Dave Lee at ABB Marine & Ports, said, “The U.S. towboat market is one of the most traditional in the world, so it's important to recognize what this represents: the first step in a shift from diesel electric to methanol electric, and a major advancement towards zero emissions. Governed by ABB’s power management and distribution technology, the system consumes methanol fuel on-demand. This philosophy is much more efficient than a traditional towboat, where you need both main engines as well as a generator online at all times. Through this design and our technology we’re enabling not only huge operational and cost efficiencies, but making the most environmentally friendly mode of transport even more sustainable.”

Robert Schluter, Managing Director at e1 Marine, said, “Converting methanol to hydrogen reduces the CO2 output and our reformer technology eliminates the complexities of direct fueling and storage of gas marine fuels.

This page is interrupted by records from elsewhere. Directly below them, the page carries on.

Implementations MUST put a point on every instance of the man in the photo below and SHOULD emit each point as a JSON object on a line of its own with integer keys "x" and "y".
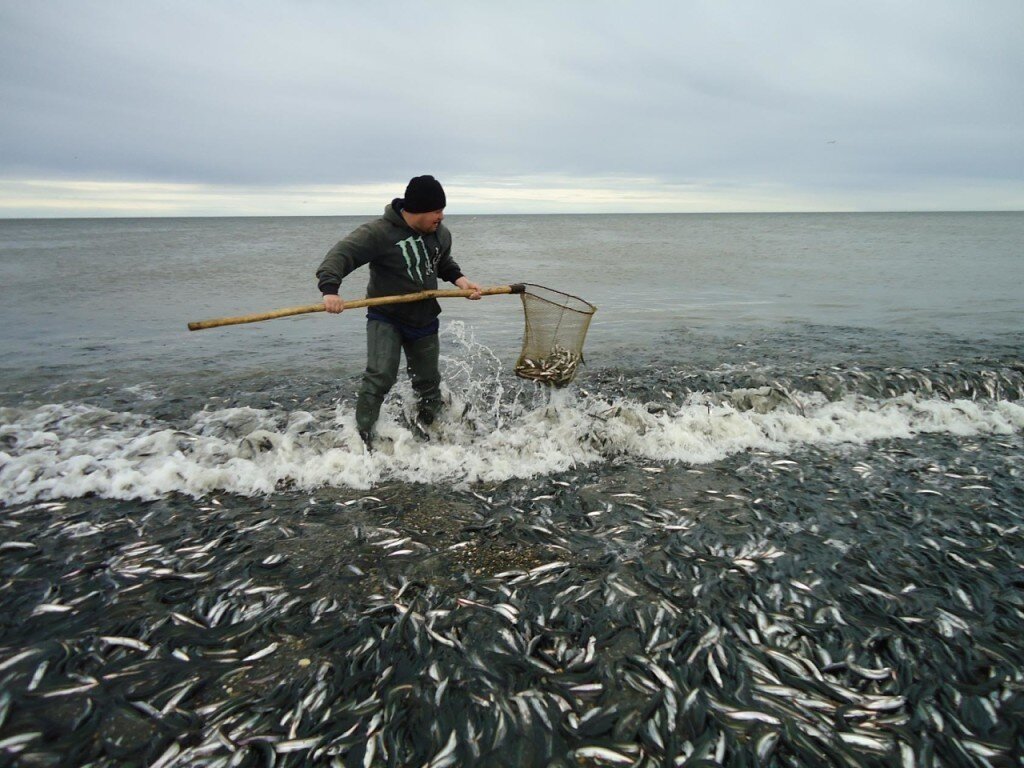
{"x": 407, "y": 249}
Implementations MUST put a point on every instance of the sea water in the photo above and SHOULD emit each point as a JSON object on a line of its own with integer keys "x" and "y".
{"x": 780, "y": 417}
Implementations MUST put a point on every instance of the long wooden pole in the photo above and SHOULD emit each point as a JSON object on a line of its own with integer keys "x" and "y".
{"x": 399, "y": 299}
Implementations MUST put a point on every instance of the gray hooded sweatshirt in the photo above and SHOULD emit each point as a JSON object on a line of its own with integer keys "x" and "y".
{"x": 400, "y": 261}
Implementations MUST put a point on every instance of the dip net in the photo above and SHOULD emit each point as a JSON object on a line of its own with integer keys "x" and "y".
{"x": 552, "y": 344}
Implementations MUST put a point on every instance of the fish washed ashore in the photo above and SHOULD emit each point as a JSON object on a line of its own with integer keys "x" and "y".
{"x": 832, "y": 578}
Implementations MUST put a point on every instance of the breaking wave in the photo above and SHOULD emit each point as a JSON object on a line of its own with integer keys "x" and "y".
{"x": 73, "y": 450}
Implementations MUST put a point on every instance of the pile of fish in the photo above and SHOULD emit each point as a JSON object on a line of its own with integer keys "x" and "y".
{"x": 805, "y": 610}
{"x": 556, "y": 369}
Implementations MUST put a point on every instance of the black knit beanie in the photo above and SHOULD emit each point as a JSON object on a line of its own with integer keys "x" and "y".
{"x": 424, "y": 194}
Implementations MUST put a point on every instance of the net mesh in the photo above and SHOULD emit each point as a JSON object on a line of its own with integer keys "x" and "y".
{"x": 552, "y": 344}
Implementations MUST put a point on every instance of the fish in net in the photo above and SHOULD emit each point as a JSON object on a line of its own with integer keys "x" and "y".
{"x": 552, "y": 344}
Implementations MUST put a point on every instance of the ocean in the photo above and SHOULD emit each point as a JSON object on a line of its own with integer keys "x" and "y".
{"x": 777, "y": 519}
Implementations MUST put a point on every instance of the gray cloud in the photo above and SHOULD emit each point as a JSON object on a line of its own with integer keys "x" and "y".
{"x": 823, "y": 96}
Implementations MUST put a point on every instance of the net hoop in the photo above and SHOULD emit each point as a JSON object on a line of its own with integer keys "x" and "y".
{"x": 556, "y": 325}
{"x": 559, "y": 298}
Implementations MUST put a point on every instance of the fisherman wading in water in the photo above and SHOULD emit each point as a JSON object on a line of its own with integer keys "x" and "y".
{"x": 408, "y": 249}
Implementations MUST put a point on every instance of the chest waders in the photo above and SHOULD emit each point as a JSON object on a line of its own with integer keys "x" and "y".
{"x": 384, "y": 348}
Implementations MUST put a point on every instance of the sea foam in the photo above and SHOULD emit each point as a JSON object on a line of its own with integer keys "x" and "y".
{"x": 74, "y": 450}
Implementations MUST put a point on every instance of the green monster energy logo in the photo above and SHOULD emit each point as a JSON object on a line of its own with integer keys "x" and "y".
{"x": 417, "y": 259}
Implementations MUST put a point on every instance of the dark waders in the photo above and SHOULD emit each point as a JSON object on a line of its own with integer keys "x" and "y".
{"x": 384, "y": 347}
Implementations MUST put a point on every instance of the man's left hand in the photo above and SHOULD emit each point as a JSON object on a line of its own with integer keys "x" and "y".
{"x": 467, "y": 285}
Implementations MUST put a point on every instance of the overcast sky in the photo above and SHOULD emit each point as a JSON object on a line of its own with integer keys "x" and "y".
{"x": 205, "y": 108}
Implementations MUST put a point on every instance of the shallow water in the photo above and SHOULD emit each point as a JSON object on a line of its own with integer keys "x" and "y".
{"x": 776, "y": 520}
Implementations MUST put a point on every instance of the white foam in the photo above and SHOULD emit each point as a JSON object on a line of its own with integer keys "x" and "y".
{"x": 73, "y": 450}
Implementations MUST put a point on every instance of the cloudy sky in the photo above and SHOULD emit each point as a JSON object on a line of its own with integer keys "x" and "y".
{"x": 309, "y": 107}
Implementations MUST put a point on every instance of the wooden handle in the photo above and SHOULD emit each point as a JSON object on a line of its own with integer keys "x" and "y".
{"x": 399, "y": 299}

By producing hydrogen at the point of consumption from a mixture of methanol and water, e1 Marine’s system enables the safe, efficient, and economic use of hydrogen as a marine fuel. The technology is ideal for anything that requires continuous power over extended periods, including work boats and medium-range passenger vessels, or to provide backup power in ports and harbors.”

Mike Complita, Principal and Vice President of Strategic Expansion at Elliott Bay Design Group, said, “M/V Hydrogen One is the model for what is likely to be the only practical and commercially available technology that will enable smaller vessels to run for multiple days on a single fuel load and without the need for dedicated refueling facilities. Our naval architects have optimized the balance between reformers, fuel cells and batteries to maximize range and power while minimizing operational costs. This design and the technologies it uses can be easily scaled to suit any vessel with a similar need to operate on variable routes with multiple-day transit times, and further enhances Elliott Bay Design Group's market-leading expertise in this growing sector.”